OTTAWA (Reuters) - Canadian Prime Minister Justin Trudeau on Monday shuffled his cabinet after a senior member quit and quickly had to deny he had demoted his long-serving justice minister, who seemed less than happy with her new job.

Newly appointed president of the Treasury Board Jane Philpott poses for a photo with Prime Minister Justin Trudeau and Governor General Julie Payette during Trudeau's cabinet shuffle, in Ottawa, Ontario, Canada, January 14, 2019. REUTERS/Patrick Doyle

Trudeau made five changes after Scott Brison announced last week he was quitting as president of the Treasury Board, which has overall control of public spending.

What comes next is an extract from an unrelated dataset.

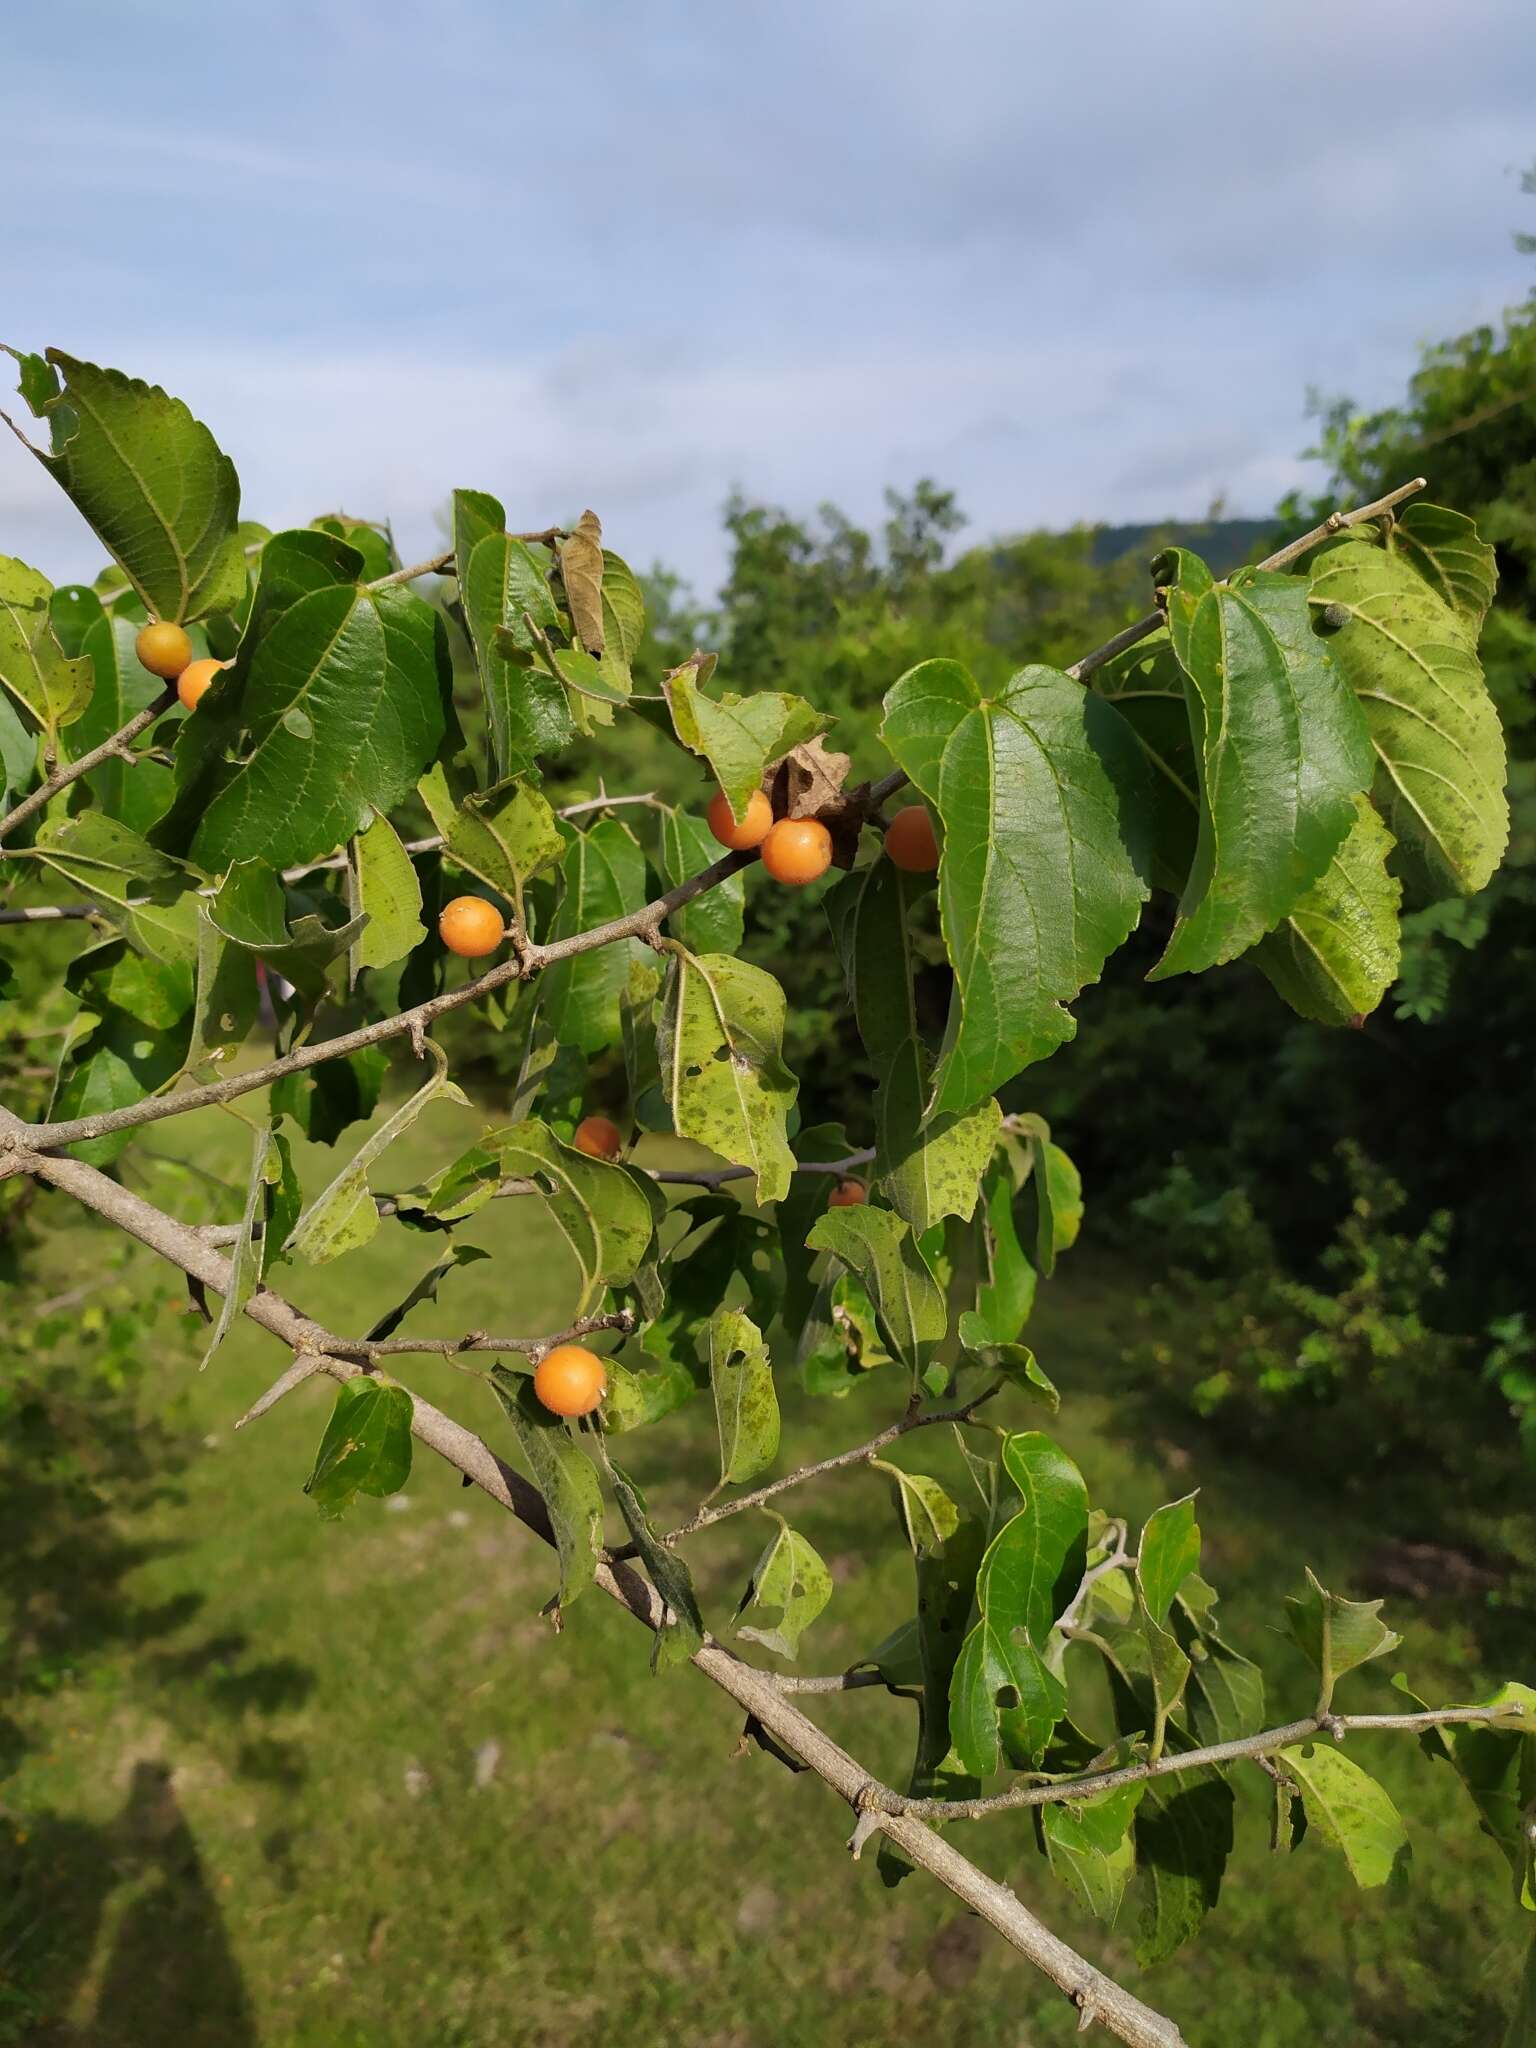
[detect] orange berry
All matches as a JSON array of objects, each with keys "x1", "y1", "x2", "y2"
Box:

The departure of Brison, who said he wanted to spend more time with his family after 22 years in politics, deprives the ruling Liberals of a veteran figure ahead of an October election that could see the party lose its majority in Parliament.

As part of the shuffle Jody Wilson-Raybould moved from the prestigious justice portfolio, where she had been since November 2015 when the Liberals took power, to veterans affairs, traditionally a more junior post.

Wilson-Raybould looked grim during the swearing-in ceremony and later - in a very unusual move - released a statement saying she could not comment about “the many questions and inquiries” as to “why I am no longer the Minister of Justice.”

Trudeau, asked about the apparent demotion, told reporters that her work as justice minister had been exceptional “and now we need someone very strong to deliver for our veterans”.

Wilson-Raybould will replace Seamus O’Regan, who has come in for some criticism for mishandling the sensitive veterans’ file. He goes to the indigenous services portfolio, replacing Jane Philpott, who is the new head of the Treasury Board.

David Lametti will take on the justice portfolio.

Wilson-Raybould represents a constituency in the Pacific province of British Columbia, where the Liberals need to do well in the October election.

Polls suggest that the Liberals - under pressure over their handling of the economy and stalled energy projects - could struggle to maintain their majority. That would leave them in a weaker position, relying on support of other parties to advance their agenda and survive confidence votes.